# Isothermal Expansion

1. Apr 24, 2013

### Joshb60796

1. The problem statement, all variables and given/known data
An Ideal gas in a balloon is kept in thermal equilibrium with it's constant-temperature surroundings. How much work is done by the gas if the outside pressure is slowly reduced, allowing the balloon to expand to 6.0 times it's original size? The balloon initially has pressure 645.0 Pa and volume 0.10m^3. The ideal gas constant is R=8.314 J/mol*K

2. Relevant equations
P1V1=P2V2
W= p∫ dv from v1 to v2 --> pV=nRT --> p=nRT/V --> nRT∫1/V dV from V1 to V2 --> nRT*ln(V2/V1)
W = nRT*ln(V2/V1)

3. The attempt at a solution

Since this is isothermal and the amount of gas isn't changing, nRT is constant so my answer should be ln(.6/.1) but my answer key states 120J, maybe I'm doing a conversion wrong?

2. Apr 25, 2013

### haruspex

How does nRT being constant mean that you can throw it away?

3. Apr 25, 2013

### Joshb60796

Hmm...now that you pointed that out, it's glaringly obvious.
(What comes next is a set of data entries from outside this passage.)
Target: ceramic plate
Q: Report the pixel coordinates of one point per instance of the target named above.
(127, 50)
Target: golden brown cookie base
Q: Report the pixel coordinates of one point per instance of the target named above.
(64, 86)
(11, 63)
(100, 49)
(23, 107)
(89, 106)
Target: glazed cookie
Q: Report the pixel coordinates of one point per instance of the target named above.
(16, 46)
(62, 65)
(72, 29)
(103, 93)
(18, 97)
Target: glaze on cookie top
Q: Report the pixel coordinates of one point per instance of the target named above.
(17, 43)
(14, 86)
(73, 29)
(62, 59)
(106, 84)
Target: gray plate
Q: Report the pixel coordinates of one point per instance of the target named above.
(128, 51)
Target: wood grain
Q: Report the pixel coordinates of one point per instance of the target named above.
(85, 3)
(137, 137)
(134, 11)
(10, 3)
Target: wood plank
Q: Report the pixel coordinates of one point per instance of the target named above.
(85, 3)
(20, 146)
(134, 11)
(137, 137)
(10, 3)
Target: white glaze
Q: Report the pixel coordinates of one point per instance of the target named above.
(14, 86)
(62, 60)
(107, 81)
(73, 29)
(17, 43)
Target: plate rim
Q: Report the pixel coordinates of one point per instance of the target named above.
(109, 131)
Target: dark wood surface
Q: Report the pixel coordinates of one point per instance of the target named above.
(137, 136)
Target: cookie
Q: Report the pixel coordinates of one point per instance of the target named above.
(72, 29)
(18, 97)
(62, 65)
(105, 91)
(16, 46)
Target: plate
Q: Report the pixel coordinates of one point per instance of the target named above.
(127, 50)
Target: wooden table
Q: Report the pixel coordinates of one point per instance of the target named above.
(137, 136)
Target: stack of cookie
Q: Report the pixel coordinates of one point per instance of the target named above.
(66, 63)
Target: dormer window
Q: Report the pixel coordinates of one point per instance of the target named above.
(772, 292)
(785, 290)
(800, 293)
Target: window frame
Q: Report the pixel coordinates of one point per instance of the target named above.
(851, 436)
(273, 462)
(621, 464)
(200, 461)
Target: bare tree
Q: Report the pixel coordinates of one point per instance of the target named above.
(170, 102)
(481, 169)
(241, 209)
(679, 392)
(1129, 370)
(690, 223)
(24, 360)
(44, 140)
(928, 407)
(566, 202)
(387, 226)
I made the assumption based on the fact that those bits of information weren't given (n, and T).

4. Apr 25, 2013

### Andrew Mason

You are forgetting the nRT factor. Since PV = nRT, W = PV ln(6) (rounded to 2 sig. figs).

AM

5. Apr 25, 2013

### Joshb60796

Thank you so much for your reply. I completely understand the train of thought but am puzzled as to which p and which V replaces the nRT, the initial or the final...or do I look at the difference of p and V?

Last edited: Apr 25, 2013
6. Apr 25, 2013

### Staff: Mentor

The initial PV is the same as the final PV.